Contract vs. Covenant

    Raising children in a home immersed in love, kindness, and charity is one of our most difficult, yet essential responsibilities in this life. Teaching them the importance of the gospel, and their role in Heavenly Fathers plan is not something that should be taken lightly. As the future generation develops and retains information, they must have the knowledge that the gospel will be a blessing in their lives. It will allow peace, happiness, and strength in discovering the role they play in this life.      
    Having parents who were bound by covenants in the temple brings a family many priceless blessings. Bringing up children who know of the sacredness and importance of these covenants will help them know of the love our Heavenly Father has for each of us. The significance of the holy temple can be taught through the guidance of the spirit, so the children are able to fully grasp this concept. It is so important to bring up the future generation knowing they are sealed to their family for eternity. This will bring great comfort in the future.
    Not only should children be taught the importance of the temple, but should be shown. Speaking reverently of the sacred ordinances, walking the grounds of the temple while singing primary hymns, placing pictures of the beautiful holy buildings on the walls of the home as a constant reminder, and helping them see the blessings that have been obtained in their own families will really help them gain a better understanding of its importance. In a message from the First Presidency called “What I Hope You Would Teach Your Children about the Temple”, it says that “the temple is an ever-present reminder that God intends the family to be eternal. How fitting it is for mothers and fathers to point to the temple and say to their children, ‘This is the place where we were married for eternity.’ By so doing, the ideal of temple marriage can be instilled within the minds and hearts of your children while very young.”
    The marriage between a husband and wife is sacred. Children should know that each parent has a divine role in making their marriage one that is filled with love and strength. Having a father that cherishes his priesthood power, and searches for opportunities to bless his family is vital. Being the patriarch of the home, and holding those priesthood keys will bring sacred blessings that are only attained by using that priesthood power regularly.
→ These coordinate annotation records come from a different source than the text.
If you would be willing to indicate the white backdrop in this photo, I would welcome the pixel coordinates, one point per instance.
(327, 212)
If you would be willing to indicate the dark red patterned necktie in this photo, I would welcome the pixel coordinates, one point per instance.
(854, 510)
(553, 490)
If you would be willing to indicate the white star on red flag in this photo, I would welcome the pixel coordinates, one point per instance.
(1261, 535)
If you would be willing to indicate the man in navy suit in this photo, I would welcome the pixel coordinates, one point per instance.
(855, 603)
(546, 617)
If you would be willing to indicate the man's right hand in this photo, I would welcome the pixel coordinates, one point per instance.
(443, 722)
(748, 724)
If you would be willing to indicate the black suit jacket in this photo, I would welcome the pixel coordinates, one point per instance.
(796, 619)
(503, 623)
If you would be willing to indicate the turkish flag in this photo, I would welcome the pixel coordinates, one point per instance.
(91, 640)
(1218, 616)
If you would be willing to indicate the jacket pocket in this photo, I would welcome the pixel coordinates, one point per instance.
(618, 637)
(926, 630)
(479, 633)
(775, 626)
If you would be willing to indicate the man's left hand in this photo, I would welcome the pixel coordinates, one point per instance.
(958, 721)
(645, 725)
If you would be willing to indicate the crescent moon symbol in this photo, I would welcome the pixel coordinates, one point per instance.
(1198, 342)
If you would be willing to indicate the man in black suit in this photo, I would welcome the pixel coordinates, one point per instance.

As children in the home know of the blessings given to their family because of the father’s righteousness, they will have the desire to either follow in their father’s footsteps, or strive to be worthy of a husband who can bring these blessings in their future homes.
    In an Ensign article given by Elder Bruce C. Hafen called “Covenant Marriage”, he says this: “When troubles come, the parties to a contractual marriage seek happiness by walking away. They marry to obtain benefits and will stay only as long as they’re receiving what they bargained for. But when troubles come to a covenant marriage, the husband and wife work them through. They marry to give and to grow, bound by covenants to each other, to the community, and to God. Contract companions each give 50 percent; Covenant companions each give 100 percent.”
    If each spouse is 100 percent honest, faithful, loving, and devoted in their marriage, working together to raise a family in the gospel will be a joyous experience. A husband and wife must depend on each other for strength. A conference report given by President Joseph Fielding Smith, called “The Fullness of the Priesthood”, states that “There is nothing in all this world as important to each of us as putting first in our lives the things of God’s kingdom, as keeping the commandments, as magnifying our callings in the priesthood, as going to the house of the Lord and being offered the fullness of the blessings of our Father’s kingdom.”          
    As we all strive now and in the future to raise children to know of the importance of these sacred principles, blessings will come. Our Heavenly Father has given us all of the tools necessary to teach our children how to navigate their way through this world drenched in sin. Having a home that acts as an escape from the world is crucial. By speaking kindly, praying regularly, and keeping any worldly filth out of the walls of our personal homes, we will receive peace and everlasting joy throughout our lives here on earth.